Although incidence was low, gallbladder-related events were more frequent with liraglutide than placebo (2.9 vs 1.2 per 100 patient-years of observation). The incidence of cases of confirmed pancreatitis was also low in both the liraglutide and placebo arms (0.29 and 0.13 events per 100 patient-years of observation).
This agent is a once-daily glucagon-like peptide-1 (GLP-1) receptor agonist with 97% similarity to naturally occurring human GLP-1. It regulates appetite and lowers body weight through decreased food intake.
Liraglutide was approved by the FDA on December 23, 2014, as an adjunct to a reduced-calorie diet and increased physical activity for chronic weight management in adults with obesity or those who are overweight and have at least 1 weight-related comorbid condition.
SCALE Obesity and Prediabetes is a multinational trial in adults without diabetes with obesity and adults without diabetes who are overweight with weight-related comorbidities. There were 3731 individuals randomly assigned to treatment with liraglutide or placebo in combination with reduced-calorie diet and increased physical activity. In addition, individuals were further stratified to 56 weeks or 160 weeks of treatment based on prediabetes status at baseline screening.

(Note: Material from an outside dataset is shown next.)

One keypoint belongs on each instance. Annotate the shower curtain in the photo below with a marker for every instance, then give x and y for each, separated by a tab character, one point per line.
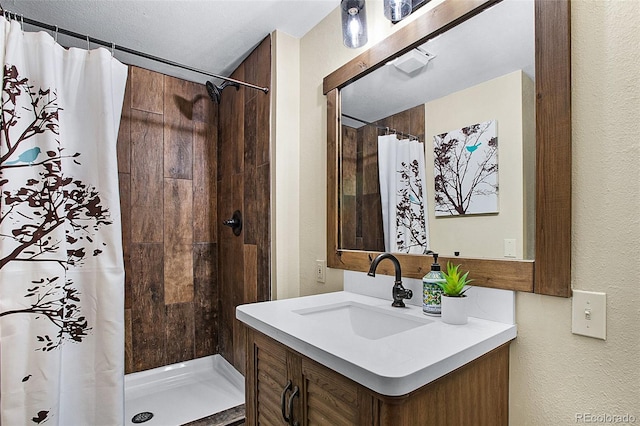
61	267
403	194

Disclosure: This study was sponsored by Novo Nordisk.
- Le Roux C, Astrup A, Fujioka K, et al. T-P-LB-3843. Reduction in the risk of developing type 2 diabetes (T2D) with liraglutide 3.0 mg in people with prediabetes from the SCALE Obesity and Prediabetes randomized, double-blind, placebo-controlled trial. Presented at ObesityWeek; November 2-6, 2015; Los Angeles, CA.